Había comenzado a preparar un trabajo acerca de los hematomas retroperitoneales penetrantes, aquellos provocados por armas de fuego o punzocortantes. Había recolectado más de setenta casos de nuestra propia estadística cuando vino a mi mente otro caso. Bruscamente lo recordé por su abrupto desenlace. No estaba en nuestra lista de traumatizados con ese tipo de lesión porque era muy antiguo. Venía desde casi veinte años atrás y solo pude recuperar su nombre en el archivo de uno de los periódicos locales. Las palabras claves para mi búsqueda habían sido: barrabrava, tiroteo con victimas múltiples y los nombres de su club y de nuestra ciudad. Con esa pista y con esos datos retorné al HGU en busca de su historia clínica.

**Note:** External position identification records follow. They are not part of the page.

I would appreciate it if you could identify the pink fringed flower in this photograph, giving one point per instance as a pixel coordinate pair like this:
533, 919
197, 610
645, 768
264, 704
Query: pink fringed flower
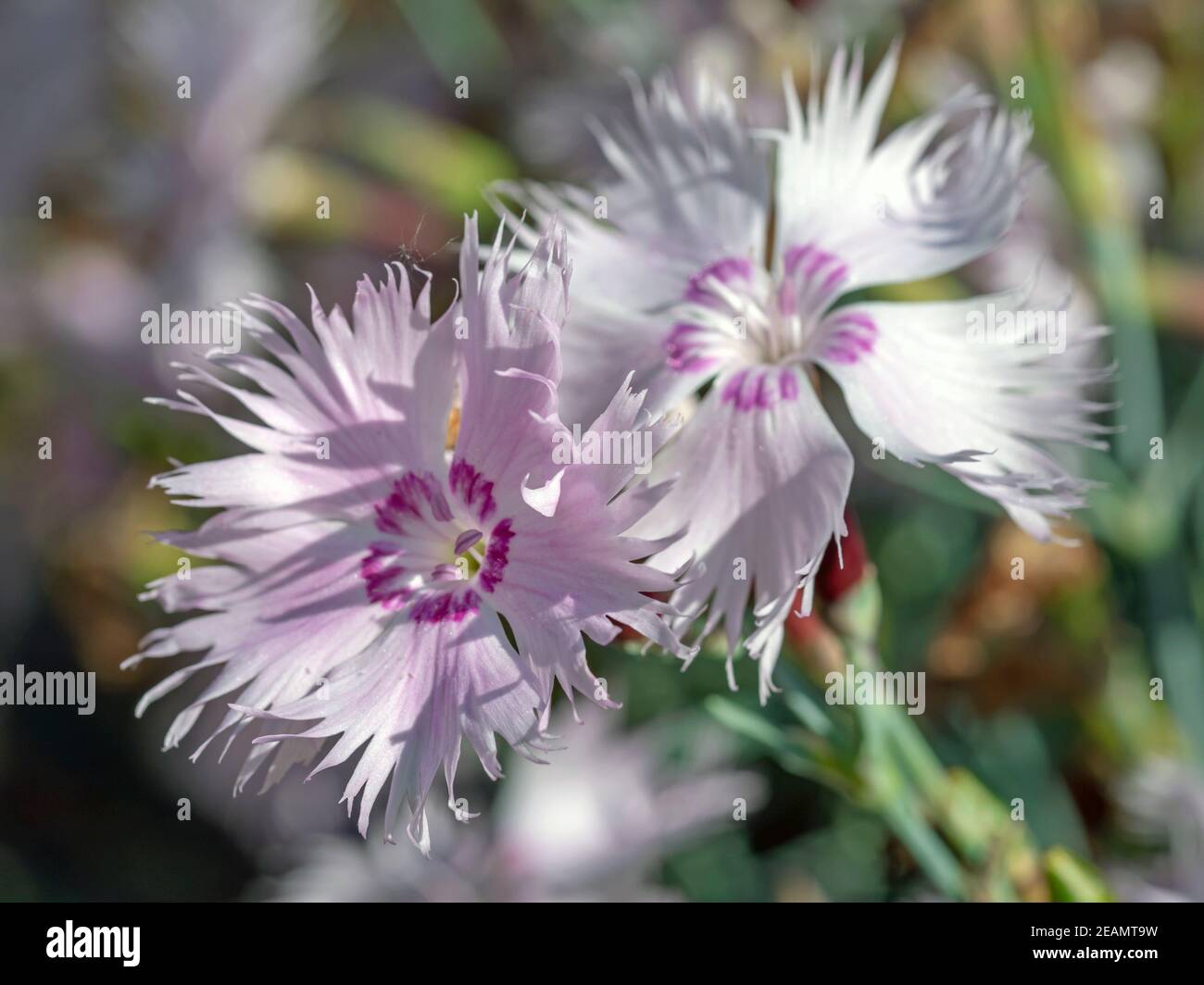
377, 593
733, 260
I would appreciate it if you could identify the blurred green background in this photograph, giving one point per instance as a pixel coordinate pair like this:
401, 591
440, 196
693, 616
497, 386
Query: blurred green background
1038, 690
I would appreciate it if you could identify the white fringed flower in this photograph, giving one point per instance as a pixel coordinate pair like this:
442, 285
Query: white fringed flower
729, 260
365, 572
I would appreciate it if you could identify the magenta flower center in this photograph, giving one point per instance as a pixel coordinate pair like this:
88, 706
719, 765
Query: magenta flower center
440, 548
737, 315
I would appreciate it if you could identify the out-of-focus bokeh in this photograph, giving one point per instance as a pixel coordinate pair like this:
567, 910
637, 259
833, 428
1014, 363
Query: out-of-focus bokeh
1062, 747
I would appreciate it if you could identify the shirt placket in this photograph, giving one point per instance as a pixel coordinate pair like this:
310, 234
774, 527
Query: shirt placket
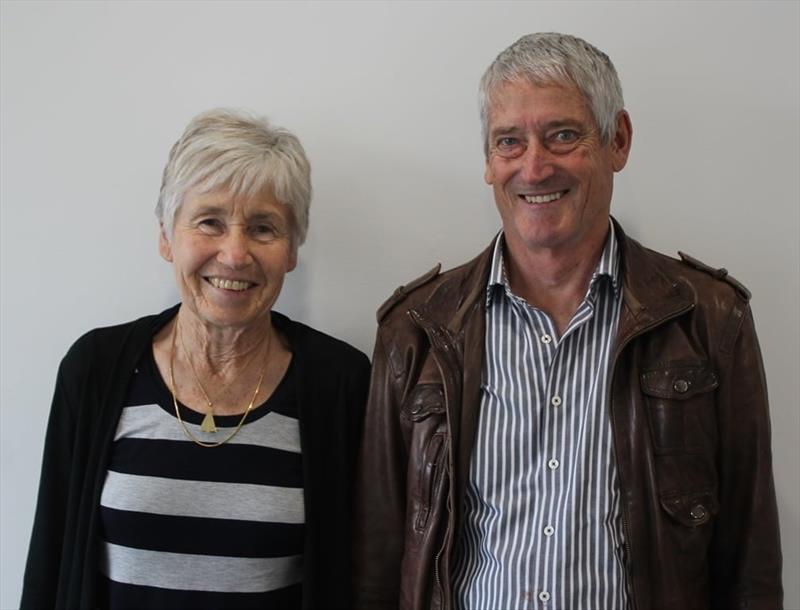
555, 404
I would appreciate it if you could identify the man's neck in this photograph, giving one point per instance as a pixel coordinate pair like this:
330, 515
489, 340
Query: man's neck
554, 280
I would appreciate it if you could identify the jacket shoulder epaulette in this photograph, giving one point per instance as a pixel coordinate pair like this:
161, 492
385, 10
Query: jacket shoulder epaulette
720, 274
403, 291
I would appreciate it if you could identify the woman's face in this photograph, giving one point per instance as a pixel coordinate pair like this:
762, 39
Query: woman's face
230, 255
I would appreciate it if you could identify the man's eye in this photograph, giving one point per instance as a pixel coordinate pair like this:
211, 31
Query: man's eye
509, 146
565, 136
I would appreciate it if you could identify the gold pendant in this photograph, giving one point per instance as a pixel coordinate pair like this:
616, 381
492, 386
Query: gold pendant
208, 424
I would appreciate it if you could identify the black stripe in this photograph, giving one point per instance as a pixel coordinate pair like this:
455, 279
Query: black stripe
230, 463
132, 597
201, 536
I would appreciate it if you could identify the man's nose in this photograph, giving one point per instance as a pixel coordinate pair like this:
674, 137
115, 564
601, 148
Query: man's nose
537, 163
234, 248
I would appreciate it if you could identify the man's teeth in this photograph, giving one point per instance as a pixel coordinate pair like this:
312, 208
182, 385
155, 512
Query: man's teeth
544, 198
229, 284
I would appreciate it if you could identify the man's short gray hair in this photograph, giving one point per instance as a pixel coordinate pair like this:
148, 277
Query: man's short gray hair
243, 155
551, 58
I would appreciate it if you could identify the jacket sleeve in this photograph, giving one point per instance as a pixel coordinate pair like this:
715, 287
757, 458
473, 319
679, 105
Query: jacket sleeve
43, 569
380, 499
745, 555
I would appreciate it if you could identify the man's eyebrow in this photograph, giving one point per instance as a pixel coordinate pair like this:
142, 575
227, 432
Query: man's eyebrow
504, 129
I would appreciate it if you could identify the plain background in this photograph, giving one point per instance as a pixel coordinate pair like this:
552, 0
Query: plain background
383, 96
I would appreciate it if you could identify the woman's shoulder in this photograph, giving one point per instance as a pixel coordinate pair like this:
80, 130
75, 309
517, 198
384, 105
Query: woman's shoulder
105, 344
317, 345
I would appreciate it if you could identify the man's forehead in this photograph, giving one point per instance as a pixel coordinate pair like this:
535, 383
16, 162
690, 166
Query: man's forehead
517, 100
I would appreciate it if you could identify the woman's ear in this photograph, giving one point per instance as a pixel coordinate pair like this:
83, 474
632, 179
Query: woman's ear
164, 247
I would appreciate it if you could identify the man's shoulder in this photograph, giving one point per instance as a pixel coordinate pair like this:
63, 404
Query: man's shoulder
706, 281
449, 286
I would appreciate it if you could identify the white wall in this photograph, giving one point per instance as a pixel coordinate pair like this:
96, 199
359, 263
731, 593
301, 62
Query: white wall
383, 97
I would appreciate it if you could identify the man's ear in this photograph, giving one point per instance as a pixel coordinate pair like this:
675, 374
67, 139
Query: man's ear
164, 247
488, 173
621, 141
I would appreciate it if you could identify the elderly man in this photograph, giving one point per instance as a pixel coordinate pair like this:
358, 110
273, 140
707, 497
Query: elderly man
570, 420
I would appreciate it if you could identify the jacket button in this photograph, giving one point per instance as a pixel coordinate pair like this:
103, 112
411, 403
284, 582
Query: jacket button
698, 512
680, 386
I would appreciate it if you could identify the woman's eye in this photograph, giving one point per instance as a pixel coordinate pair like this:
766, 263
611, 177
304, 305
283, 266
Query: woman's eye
211, 226
263, 232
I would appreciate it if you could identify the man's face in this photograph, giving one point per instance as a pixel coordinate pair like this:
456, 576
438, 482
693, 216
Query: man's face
551, 173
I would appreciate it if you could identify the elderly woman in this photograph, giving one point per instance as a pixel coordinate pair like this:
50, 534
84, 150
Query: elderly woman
203, 457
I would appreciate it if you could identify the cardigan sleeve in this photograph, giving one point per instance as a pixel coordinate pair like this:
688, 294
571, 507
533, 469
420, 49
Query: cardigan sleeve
43, 571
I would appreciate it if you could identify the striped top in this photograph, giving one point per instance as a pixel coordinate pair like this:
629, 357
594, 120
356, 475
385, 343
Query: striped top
542, 524
193, 527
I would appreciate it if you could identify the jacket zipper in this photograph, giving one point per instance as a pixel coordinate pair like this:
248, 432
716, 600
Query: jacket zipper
444, 345
617, 354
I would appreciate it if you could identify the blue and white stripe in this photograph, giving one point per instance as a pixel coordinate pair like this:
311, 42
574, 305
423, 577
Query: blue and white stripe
542, 522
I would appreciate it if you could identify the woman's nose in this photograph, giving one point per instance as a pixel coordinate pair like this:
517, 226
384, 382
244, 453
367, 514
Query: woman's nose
234, 248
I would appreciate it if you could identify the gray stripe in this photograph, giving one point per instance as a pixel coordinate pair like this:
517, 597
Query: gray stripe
153, 422
199, 572
505, 557
241, 501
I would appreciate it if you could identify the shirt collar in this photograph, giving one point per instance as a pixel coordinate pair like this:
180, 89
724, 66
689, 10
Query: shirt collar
607, 266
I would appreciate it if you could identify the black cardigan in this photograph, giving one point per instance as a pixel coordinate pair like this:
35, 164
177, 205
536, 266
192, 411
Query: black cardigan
332, 382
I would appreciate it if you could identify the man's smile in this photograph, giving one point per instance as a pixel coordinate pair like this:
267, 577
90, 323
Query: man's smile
546, 198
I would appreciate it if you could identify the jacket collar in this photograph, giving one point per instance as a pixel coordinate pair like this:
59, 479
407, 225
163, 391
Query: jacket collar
650, 293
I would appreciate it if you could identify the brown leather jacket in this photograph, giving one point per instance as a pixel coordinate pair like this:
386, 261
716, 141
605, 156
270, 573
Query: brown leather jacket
688, 408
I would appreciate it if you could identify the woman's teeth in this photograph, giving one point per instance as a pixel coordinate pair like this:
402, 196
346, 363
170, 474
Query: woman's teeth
229, 284
544, 198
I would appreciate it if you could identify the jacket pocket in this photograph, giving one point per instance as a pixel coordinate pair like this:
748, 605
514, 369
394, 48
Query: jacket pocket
690, 509
429, 478
680, 407
425, 400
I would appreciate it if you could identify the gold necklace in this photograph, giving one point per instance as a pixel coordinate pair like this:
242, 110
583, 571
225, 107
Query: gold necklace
186, 430
209, 425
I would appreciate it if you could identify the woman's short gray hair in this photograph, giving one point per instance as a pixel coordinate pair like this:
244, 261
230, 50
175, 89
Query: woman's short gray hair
242, 154
548, 58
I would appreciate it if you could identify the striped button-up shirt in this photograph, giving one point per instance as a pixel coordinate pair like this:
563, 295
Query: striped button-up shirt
542, 524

Cada vez que iba a buscar un historial médico a los archivos del hospital tenía la esperanza de hallar un registro completo de lo que había sucedido con un paciente. Pero eso nunca resultaba así. La información podía ser más o menos detallada y la caligrafía más o menos legible, pero luego la lectura creaba nuevos interrogantes y un misterio comenzaba a inquietarme. Esa sensación iba creciendo y terminaba acosándome: nunca conocería la totalidad de esos hechos.
Uno de los empleados que trabajaba en el área de Archivos me acompañó hasta un sector de esa área. Se trataba de una habitación apartada del resto y cuya puerta estaba cerrada con llave. Un cartel en esa puerta lo definía claramente: el archivo de óbitos. Por unos segundos reparé en esa separación arbitraria entre las historias clínicas de los vivos y las de los fallecidos: otro sitio más donde la muerte determinaba un estado diferente.